By Deepa B., Seattle DSA member
When Katrina Johnson’s cousin, Charleena Lyles, was killed by Seattle Police officers in 2017, Johnson refused to accept that officers pumped seven bullets into her cousin out of self-defense. Yet neither the City of Seattle nor King County has given Johnson and her family the justice they’ve sought. Last year a county judge cleared both the SPD and the City of wrongdoing in Lyles’ death, agreeing with SPD’s finding that the shooting conformed to police protocols. Kevin Stuckey, the former President of the Seattle Police Officers Guild, explained that officers are trained to meet “deadly force with deadly force.” The two officers involved in Lyles’ death, both white, claimed that Lyles, a young African American mother of four, advanced on them with a knife. Since no video of the actual encounter between Lyles and the officers exists, the officers’ account has taken precedence over the community’s appeals for justice.
The people in our society who have the least are policed the most. This was the case with Charleena Lyles, who lived in a low-income housing complex on the edge of Magnuson Park in North Seattle, where she’d received frequent visits from SPD officers before they finally took her life. Most of the visits resulted from emergency calls Lyles had placed in response to incidents of domestic violence. It’s a twisted logic that empowers police officers to adjudicate potential cases of domestic abuse when family violence is two to four more times higher in police officers’ households than it is among the general public.
For centuries the police have assaulted and murdered civilians while escaping criminal prosecution, targeting the working class—particularly Black and brown workers (and would-be workers)—as part of a systemic effort to maintain the concentration of wealth in the hands of the few. Police officers are the foot soldiers of capital, enforcing its law and order by ensuring that workers submit to exploitation at the hands of bosses, landlords, and other business owners that keeps profits flowing. In Charleena Lyles’ case, white officers reinscribed the dispossession that Black women have faced since the days of chattel slavery. These armed men entered her home, violating her rights to privacy and comfort and shattering the family she’d created.
As I gathered with other marchers in the grass at Magnuson Park, the buildings of Sand Point Family Housing fanned out in front of us. It was behind these walls that Lyles fed her children and put them to bed night after night, trusting that she’d be there to wake them up. The walls were supposed to keep her safe; they were supposed to offer sanctuary.
We filed past the building she lived in, chanting her name, not because we knew her but because we didn’t know her. In a city that values wealth and whiteness, Charleena Lyles remained invisible. Her death remained invisible too. There’s no video, no eight minutes and forty-six seconds of terror to watch and confirm what we already know: under racial capitalism, Black lives don’t matter.

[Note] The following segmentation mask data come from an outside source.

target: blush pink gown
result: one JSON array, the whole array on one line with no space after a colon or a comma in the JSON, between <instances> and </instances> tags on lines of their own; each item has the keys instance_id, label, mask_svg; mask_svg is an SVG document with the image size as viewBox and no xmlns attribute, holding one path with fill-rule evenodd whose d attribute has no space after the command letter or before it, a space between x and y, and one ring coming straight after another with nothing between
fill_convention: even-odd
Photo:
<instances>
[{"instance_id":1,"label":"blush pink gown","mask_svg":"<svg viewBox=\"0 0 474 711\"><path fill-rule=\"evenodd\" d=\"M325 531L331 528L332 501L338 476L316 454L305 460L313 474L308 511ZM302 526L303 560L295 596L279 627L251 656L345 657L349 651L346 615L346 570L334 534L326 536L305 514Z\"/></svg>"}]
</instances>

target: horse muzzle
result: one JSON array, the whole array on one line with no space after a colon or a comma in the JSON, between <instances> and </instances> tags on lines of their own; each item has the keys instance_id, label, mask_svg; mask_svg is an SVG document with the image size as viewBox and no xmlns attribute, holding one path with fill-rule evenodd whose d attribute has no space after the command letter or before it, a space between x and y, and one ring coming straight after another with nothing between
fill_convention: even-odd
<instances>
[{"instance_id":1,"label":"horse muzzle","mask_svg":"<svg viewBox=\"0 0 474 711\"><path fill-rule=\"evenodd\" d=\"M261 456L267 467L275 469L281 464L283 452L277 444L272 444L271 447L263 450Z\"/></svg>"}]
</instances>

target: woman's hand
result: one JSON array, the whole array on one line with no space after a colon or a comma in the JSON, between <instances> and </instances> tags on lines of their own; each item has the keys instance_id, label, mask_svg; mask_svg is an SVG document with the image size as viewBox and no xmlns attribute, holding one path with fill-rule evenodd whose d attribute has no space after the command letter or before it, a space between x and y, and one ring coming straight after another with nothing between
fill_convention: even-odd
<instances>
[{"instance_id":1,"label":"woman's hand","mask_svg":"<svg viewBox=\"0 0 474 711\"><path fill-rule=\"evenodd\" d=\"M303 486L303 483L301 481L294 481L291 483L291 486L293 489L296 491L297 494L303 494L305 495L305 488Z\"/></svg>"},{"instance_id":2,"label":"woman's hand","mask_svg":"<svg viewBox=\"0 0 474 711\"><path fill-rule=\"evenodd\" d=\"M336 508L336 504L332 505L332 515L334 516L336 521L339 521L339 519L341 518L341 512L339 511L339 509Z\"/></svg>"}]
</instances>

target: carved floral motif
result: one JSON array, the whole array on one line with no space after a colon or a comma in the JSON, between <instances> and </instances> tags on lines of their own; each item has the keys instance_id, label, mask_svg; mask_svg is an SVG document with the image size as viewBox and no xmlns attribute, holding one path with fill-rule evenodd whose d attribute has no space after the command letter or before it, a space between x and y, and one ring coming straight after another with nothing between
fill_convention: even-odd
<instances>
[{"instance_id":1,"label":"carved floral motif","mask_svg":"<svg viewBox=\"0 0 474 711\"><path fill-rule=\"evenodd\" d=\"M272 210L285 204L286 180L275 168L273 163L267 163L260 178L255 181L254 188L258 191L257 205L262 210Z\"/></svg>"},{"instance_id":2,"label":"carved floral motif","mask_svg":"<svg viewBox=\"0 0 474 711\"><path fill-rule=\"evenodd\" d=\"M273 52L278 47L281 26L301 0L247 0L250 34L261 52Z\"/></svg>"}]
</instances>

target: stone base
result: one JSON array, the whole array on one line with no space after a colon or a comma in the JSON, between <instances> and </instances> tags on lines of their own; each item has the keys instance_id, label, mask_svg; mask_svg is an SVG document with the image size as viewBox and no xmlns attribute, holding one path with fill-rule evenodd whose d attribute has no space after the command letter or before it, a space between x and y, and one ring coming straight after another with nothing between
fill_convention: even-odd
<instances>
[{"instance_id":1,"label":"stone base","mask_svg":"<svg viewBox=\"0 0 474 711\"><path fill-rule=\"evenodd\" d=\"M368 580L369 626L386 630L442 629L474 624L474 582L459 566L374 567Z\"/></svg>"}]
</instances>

Hundreds of voices rose from the street, animated by the demand to defund the police department that murdered her and invest in the communities that nurtured her. I gazed up at the sky, at the tops of the cedar trees, feeling the power build around me as we claimed a busy intersection. Comrades on bikes flocked ahead, clearing traffic so we could march on.
The uprising for Black Lives is challenging the premise of policing. We’re showing that we can keep each other safe without the repressive tools of the capitalist State, while exposing the contradictions the State tries to hide: In large American cities like Seattle, Black women are as likely to be evicted as Black men are to imprisoned. Black households own one-tenth the wealth of white households. The richest 10% of American households, of which only 3.6% are Black, hold over 70% of the country’s net worth.
Charleena Lyles, George Floyd, Rayshard Brooks, Breonna Taylor, and countless other Black women and men are the victims of a system built on gender, race, and class oppression. Police violence maintains this oppression, and it’s sanctioned by elected officials like Mayor Jenny Durkan, who last week announced a measly 5% reduction in SPD’s budget, despite consistent demands from movement activists to defund SPD by at least 50%.
Among those demanding a 50% reduction is Katrina Johnson, Charleena Lyles’s cousin. Johnson spoke to marchers outside the gates of Mayor Durkan’s mansion, which is nestled inside a wealthy enclave just over a mile from the apartment complex where police killed Lyles. We filled the tree-lined street overlooking the mayor’s property and listened to the calls for accountability. Roxanne White expressed the need to account for land stolen from Indigenous people, then Johnson took the stage, reproaching the Mayor for protecting the police department instead of everyday people like us. We repeated Lyles’ name, surrounded this time by multi-million dollar homes. We’d carried the movement into a space that most of us never knew existed in our city, and although Durkan never appeared, some of her neighbors did, watching curiously from their lawns, smiling, and waving.